Reputation: 138
I have post_view_counters table with 11 million row.
id post_id start_date end_date views
_________________________________________________
1 55 XXXX YYYY 90
2 55 XXXX YYYY 1
3 55 XXXX YYYY 1
there are duplicate records for some reason (bug in backend) which already fixed. I need merge all rows views with same post_id, start_date and end_date result should be like this after update table
id post_id start_date end_date views
_________________________________________________
1 55 XXXX YYYY 92
Upvotes: 1
Views: 334
Reputation: 164099
First you must update the rows with the min id
for each post_id, start_date, end_date
:
update tablename t inner join (
select sum(views) views, min(id) id from tablename
group by post_id, start_date, end_date
) tt
on tt.id = t.id
set t.views = tt.views;
and then delete all the other ids keeping only the min id
:
delete t
from tablename t inner join tablename tt
on tt.post_id = t.post_id
and tt.start_date = t.start_date and tt.end_date = t.end_date
and t.id > tt.id;
Since this a large table, proper indexes are needed to make the process run as fast as possible.
See the demo.
For this table:
CREATE TABLE tablename (
`id` INTEGER,
`post_id` INTEGER,
`start_date` VARCHAR(4),
`end_date` VARCHAR(4),
`views` INTEGER
);
INSERT INTO tablename
(`id`, `post_id`, `start_date`, `end_date`, `views`)
VALUES
('1', '55', 'XXXX', 'YYYY', '90'),
('2', '55', 'XXXX', 'YYYY', '1'),
('3', '55', 'XXXX', 'YYYY', '1'),
('4', '65', 'AAAA', 'BBBB', '10'),
('5', '65', 'AAAA', 'BBBB', '2'),
('6', '65', 'AXXX', 'BYYY', '100'),
('7', '65', 'AXXX', 'BYYY', '200'),
('8', '75', 'CCCC', 'CCCC', '1');
Results:
| id | post_id | start_date | end_date | views |
| --- | ------- | ---------- | -------- | ----- |
| 1 | 55 | XXXX | YYYY | 92 |
| 4 | 65 | AAAA | BBBB | 12 |
| 6 | 65 | AXXX | BYYY | 300 |
| 8 | 75 | CCCC | CCCC | 1 |
Upvotes: 0
Reputation: 7114
I would do the safe approach:
First, create a new table -
CREATE TABLE post_view_counters_new LIKE post_view_counters;
Then insert the data into the new table-(syntax by @scaisEdge)

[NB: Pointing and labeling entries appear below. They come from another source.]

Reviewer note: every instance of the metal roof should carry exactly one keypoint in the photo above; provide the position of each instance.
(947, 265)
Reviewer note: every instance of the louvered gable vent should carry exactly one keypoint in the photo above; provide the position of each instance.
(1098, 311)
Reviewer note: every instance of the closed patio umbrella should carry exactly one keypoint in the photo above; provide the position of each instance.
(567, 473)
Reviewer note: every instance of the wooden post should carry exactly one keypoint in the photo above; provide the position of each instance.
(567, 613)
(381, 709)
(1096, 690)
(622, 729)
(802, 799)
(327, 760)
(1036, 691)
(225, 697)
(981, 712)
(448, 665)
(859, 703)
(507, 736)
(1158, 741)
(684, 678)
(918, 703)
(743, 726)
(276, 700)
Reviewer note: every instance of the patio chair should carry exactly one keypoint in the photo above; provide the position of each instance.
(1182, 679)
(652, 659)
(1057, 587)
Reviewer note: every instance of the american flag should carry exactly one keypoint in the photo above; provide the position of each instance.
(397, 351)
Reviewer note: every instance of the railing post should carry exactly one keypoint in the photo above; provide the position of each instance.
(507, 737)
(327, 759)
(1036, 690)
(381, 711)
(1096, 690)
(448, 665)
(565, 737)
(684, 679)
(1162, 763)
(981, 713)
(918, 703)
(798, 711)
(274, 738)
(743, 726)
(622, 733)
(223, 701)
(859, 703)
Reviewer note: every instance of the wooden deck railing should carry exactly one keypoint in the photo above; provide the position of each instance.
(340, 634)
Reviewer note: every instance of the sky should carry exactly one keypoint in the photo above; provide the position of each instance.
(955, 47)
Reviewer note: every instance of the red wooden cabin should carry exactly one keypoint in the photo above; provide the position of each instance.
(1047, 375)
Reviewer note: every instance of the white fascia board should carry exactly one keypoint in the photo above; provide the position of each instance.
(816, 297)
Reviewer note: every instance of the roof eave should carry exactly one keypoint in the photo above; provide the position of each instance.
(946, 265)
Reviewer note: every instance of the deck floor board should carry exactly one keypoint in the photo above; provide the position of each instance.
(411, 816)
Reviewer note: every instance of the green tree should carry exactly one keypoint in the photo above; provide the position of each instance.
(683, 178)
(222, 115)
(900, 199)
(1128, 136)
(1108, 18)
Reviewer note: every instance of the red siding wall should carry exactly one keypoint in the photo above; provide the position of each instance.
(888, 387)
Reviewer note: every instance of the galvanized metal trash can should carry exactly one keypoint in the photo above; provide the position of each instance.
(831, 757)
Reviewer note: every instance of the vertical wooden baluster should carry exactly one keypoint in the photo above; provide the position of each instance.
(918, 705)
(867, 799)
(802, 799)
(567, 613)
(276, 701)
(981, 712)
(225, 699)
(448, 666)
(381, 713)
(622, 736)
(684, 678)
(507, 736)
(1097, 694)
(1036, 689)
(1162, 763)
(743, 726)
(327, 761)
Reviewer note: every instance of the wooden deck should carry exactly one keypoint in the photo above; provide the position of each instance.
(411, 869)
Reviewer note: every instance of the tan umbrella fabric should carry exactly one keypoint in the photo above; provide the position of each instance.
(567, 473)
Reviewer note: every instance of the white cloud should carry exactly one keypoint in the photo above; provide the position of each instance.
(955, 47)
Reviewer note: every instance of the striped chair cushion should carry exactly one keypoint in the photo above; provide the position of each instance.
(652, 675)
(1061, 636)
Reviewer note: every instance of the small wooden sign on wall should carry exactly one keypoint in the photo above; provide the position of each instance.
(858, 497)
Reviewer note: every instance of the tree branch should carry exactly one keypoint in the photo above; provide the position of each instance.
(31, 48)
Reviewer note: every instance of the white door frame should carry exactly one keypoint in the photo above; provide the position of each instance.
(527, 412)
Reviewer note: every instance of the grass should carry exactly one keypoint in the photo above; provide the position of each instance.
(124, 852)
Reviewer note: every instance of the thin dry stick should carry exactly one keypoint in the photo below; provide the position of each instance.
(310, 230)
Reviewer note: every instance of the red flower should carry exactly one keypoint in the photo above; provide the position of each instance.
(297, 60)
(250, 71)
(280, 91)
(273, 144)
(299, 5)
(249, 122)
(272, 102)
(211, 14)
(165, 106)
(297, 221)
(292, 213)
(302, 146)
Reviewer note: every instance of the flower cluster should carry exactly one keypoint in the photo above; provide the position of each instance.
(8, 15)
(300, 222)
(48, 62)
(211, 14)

INSERT INTO post_view_counters_new
SELECT MIN(id) id, post_id , start_date , end_date , SUM( views) views
FROM post_view_counters
GROUP BY post_id , start_date , end_date;
After that, compare data between new table and old table. Once you're satisfied, rename old table to something like 'post_view_counters_old' and rename 'post_view_counters_new' to 'post_view_counters'. So, in case you're missing anything inside the new table, you still can refer back the old table.
Upvotes: 3
Reputation: 37473
You can try below -
select min(id),post_id, start_date , end_date,sum(views)
from tablename
group by post_id, start_date, end_date
Upvotes: 0
Reputation: 133370
for the same post_id , start_date , end_date you could use aggregation function as min(id) , sum(view ) and group by
select min(id) id, post_id , start_date , end_date , sum( views) views
from my_table
group by post_id , start_date , end_date
Upvotes: 0